Now the night prior was a rough one, wicked insomnia that kept me up until 1AM. I started to watch movies/documentaries to try to help fall asleep. However, I ended up watching a rather dark documentary which is likely the culprit of my anxiety attack the next day. It was about the porn industry and focused on a group of teenage girls in FL, who were attempting to join the industry and be a big star. Most of them were from a small town with nothing to offer, so they went to porn to make money. It was disturbing. There were stats showing that FL is huge for porn since they don’t require condoms during shoots, unlike CA new law. They bring in new girls for 3 months and then let them go because they aren’t fresh and new anymore. After that, they start getting calls for a wide variety of fetish shoots, primarily involving abuse. Some 40% of online porn portrays violence against women….

40%

That means that at least 40% of the male population is infatuated with abusing women. Whether they do it in real life is debatable I’m sure. But I was horrified. Especially thinking about my daughter, who is 6, and the kind of world she will be in as she grows. I am scared. For myself and for her. I was able to finally sleep but the next day it felt like my skin was crawling and I was afraid to be in public.

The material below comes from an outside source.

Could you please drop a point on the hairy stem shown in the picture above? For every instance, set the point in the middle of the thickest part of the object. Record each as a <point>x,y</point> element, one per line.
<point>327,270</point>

I do have, what I would diagnose myself as, a mild case of social anxiety. Occasionally, it rears its head and I feel my heart racing when I am running errands. But this was much worse, it was as if I was about to have a heart attack from being so scared. My head was scrambling trying to figure out how I was going to make it stop and get thru the workday. I took slow steps and deep breaths, and that didn’t really help.

I have had this intense growing fear of men since Feb 2018. I have always had a slight disgust I think for probably my whole life, but last year really pushed me over the edge. I am not sure how to handle it all. I don’t have a memory of any abuse or forced penetration in my lifetime, but for some reason, I am appalled and afraid.